Russia Develops Breakthrough Algorithm for Large-Scale Heart Disease Diagnosis
A new system can analyze millions of electrocardiograms in seconds, helping detect cardiovascular disorders early — even in remote regions.

Researchers at South Ural State University have created and successfully tested a high-speed computer algorithm capable of identifying signs of heart disease from ECG data in just seconds. The technology enables mass processing of medical data — millions of cardiograms at once — marking a major step forward in the early detection of cardiovascular conditions, one of the leading causes of death worldwide.

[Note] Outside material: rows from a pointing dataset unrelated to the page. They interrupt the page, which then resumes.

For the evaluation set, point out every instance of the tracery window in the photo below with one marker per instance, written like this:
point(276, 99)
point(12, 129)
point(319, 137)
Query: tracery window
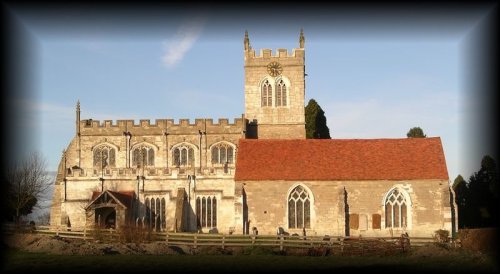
point(280, 94)
point(183, 156)
point(156, 214)
point(104, 156)
point(396, 210)
point(299, 208)
point(206, 211)
point(143, 156)
point(222, 153)
point(267, 94)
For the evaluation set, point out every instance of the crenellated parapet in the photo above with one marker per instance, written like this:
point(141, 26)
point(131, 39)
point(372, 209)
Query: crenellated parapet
point(161, 126)
point(279, 53)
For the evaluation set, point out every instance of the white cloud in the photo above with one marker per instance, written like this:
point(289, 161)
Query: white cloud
point(186, 36)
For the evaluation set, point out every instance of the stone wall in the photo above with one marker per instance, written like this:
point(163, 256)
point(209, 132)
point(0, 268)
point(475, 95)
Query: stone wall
point(267, 206)
point(280, 116)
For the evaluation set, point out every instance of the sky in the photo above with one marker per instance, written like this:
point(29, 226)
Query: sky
point(375, 72)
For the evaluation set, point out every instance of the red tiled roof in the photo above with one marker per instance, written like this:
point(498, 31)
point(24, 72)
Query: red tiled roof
point(341, 159)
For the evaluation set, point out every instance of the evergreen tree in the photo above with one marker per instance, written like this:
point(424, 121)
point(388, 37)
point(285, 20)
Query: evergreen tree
point(462, 197)
point(316, 127)
point(416, 132)
point(483, 188)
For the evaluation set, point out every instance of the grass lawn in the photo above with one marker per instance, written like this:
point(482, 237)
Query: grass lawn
point(20, 261)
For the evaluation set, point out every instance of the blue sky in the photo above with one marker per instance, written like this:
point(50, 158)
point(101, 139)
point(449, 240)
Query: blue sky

At the core of the innovation is a parallel algorithm called PADDi, which operates on a cluster system powered by graphics processors. Its key advantage lies in processing vast data volumes that can’t fit into the memory of a conventional computer. The system also functions autonomously, without constant fine-tuning by medical specialists.

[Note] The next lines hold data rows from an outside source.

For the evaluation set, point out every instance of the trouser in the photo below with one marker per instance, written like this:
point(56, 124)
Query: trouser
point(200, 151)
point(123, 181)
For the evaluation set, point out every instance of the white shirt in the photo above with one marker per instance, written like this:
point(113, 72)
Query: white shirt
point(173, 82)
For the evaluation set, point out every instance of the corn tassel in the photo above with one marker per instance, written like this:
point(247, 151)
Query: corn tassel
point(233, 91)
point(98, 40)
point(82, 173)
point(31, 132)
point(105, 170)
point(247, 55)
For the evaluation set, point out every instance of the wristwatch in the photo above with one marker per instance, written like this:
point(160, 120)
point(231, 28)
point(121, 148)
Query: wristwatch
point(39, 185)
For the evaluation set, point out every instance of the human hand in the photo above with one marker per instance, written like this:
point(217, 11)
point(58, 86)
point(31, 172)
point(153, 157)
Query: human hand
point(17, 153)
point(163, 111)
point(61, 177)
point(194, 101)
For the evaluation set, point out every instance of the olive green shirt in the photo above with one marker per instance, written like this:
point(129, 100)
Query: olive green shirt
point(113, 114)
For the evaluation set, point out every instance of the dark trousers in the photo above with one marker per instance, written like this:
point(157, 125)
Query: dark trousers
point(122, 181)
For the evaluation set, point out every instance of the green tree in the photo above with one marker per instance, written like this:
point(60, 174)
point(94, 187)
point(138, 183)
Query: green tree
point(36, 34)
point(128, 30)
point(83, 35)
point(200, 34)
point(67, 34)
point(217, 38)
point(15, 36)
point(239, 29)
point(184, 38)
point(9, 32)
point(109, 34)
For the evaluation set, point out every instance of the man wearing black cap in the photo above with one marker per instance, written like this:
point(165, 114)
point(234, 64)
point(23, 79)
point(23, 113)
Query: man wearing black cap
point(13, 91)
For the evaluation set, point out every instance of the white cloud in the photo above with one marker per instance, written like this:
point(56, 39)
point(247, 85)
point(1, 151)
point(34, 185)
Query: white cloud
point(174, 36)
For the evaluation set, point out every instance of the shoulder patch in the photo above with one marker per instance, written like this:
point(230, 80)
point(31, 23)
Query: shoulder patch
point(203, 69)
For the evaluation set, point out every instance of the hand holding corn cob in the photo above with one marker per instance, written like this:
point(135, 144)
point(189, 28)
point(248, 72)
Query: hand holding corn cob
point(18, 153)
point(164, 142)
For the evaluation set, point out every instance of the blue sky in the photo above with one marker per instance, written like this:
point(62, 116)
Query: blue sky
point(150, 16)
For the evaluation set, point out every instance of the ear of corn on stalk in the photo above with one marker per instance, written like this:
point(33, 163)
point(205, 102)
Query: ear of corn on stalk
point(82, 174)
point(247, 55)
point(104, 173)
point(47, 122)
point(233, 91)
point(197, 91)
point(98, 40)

“Dissonance” as a Marker of Anomalies
What makes the technology unique is its use of the concept of “dissonance” to identify irregularities in data.

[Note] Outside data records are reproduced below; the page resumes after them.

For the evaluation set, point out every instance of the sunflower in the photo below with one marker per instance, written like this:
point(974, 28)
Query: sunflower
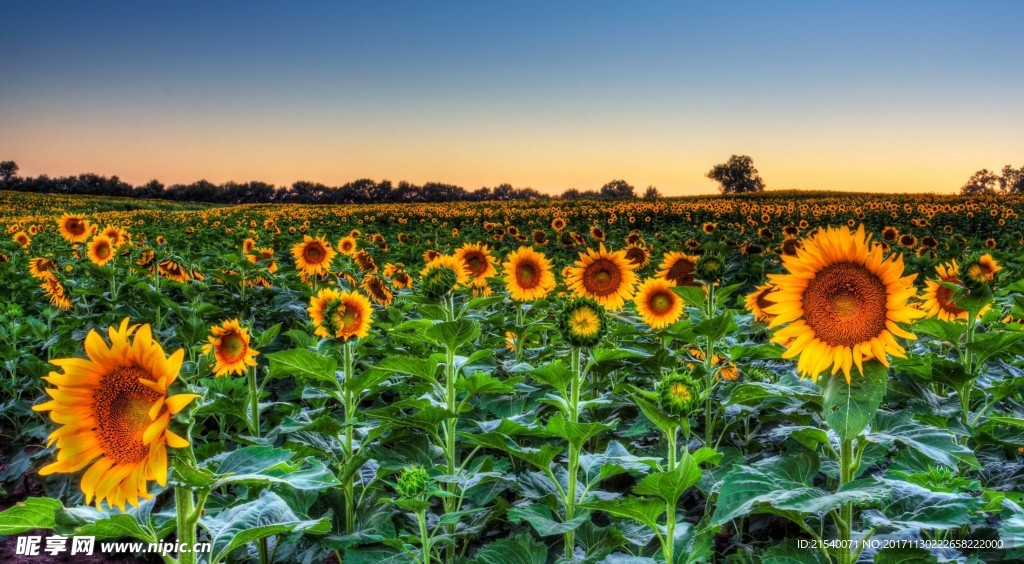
point(347, 246)
point(313, 256)
point(263, 253)
point(41, 266)
point(378, 290)
point(114, 408)
point(677, 394)
point(757, 303)
point(983, 269)
point(582, 322)
point(340, 314)
point(657, 305)
point(841, 302)
point(637, 255)
point(477, 260)
point(441, 275)
point(527, 274)
point(172, 270)
point(55, 291)
point(100, 250)
point(74, 228)
point(365, 262)
point(678, 268)
point(229, 344)
point(604, 275)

The algorithm divides large datasets among cluster nodes, and each node then distributes its share across multiple GPUs for maximum speed. This enables PADDi to detect abnormalities not only in cardiograms but in any type of complex data, from medical readings to industrial or environmental signals.
The system’s efficiency was confirmed on two of Russia’s top supercomputers — Lomonosov-2 and Lobachevsky. After successfully analyzing millions of data points, researchers say the algorithm is ready for clinical deployment, paving the way for AI-assisted preventive diagnostics on a national scale.